不光是“神奶”,还有“神使”。街坊们把张不言和AD钙奶联系在了一起,认为奶是神的,人也是神的。有人说他是山神爷派下来的,有人说他是天上星宿下凡,还有人说他是哪个大庙里的活佛转世。说法很多,但意思都一样——他不是普通人。
张不言听到这些传言,心里很复杂。
一方面,他知道这些传言对他有好处。名声大了,他在青石县就有了影响力,做事会更方便。另一方面,他担心这些传言会给他带来麻烦。官府的人、大户的人、各种势力的人,都会注意到他。一个突然冒出来的“神使”,手里有能“起死回生”的神奶,这些人会怎么想?会怎么对他?

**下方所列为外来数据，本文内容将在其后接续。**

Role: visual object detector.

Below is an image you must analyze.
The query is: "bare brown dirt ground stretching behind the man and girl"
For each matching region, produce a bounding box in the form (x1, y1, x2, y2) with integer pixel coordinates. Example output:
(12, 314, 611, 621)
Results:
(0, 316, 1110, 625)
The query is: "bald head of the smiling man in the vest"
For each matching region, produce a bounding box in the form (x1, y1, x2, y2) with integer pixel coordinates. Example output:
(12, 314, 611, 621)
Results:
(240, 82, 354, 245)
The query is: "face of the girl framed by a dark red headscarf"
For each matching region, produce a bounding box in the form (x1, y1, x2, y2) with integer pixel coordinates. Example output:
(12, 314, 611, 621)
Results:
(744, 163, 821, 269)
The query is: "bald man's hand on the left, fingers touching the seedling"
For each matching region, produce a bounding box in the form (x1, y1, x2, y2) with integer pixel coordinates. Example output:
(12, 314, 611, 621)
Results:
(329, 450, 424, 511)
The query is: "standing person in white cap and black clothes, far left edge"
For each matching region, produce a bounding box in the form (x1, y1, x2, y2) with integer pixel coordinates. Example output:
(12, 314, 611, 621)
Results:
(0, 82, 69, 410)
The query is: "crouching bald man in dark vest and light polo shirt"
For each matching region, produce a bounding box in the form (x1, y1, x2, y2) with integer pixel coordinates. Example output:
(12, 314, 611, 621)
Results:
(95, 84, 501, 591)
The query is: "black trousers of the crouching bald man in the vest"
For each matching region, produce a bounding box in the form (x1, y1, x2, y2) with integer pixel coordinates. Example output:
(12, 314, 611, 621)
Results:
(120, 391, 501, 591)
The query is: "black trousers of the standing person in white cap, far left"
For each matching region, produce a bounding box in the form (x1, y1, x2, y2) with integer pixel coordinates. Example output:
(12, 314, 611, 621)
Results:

他需要一个身份,一个能让他在这个县城里站住脚的、合法的、不引人怀疑的身份。
他想起了一个人——周明远。
那个被架空的县令,那个在院子里踱步、发呆、看书的落寞官员。他需要见这个人。不是为了求他什么,而是为了让他知道自己是谁、在做什么。如果能把周明远变成自己这边的盟友,哪怕只是一个名义上的盟友,他在青石县的处境就会安全很多。
第六天,张不言让赵大虎又去县衙递了一次帖子。
这一次,帖子上的字比上次工整了一些——他用木炭在纸上练了好几天,已经能写出勉强能看的字了。内容也变了,不再是“流民张不言求见”,而是“玄坛巷张不言,愿献神奶一瓶,为周大人调理身体。不敢言谢,唯愿一见。”
赵大虎递了帖子,在县衙门口等了半个时辰。门房出来说:“周大人说,奶留下,人就不见了。”
张不言听了赵大虎的回报,没有失望。他让赵大虎把奶送进去了,然后继续做自己的事。
他知道,周明远不会这么容易就见他的。一个被架空了五年的县令,早就学会了谨慎和防备。他不会轻易见一个来路不明的人,哪怕这个人手里有“神奶”。
但张不言不急。
他有的是时间。
第七天,来求药的人少了一些,只有三家。张不言一一看了,给了奶,教了方法,收了他们送来的一篮子鸡蛋、一把青菜、几条咸鱼。他不收钱,但收东西。不是为了占便宜,是为了让求药的人心里舒服一些。你给了别人东西,别人就不欠你了,心里就踏实了。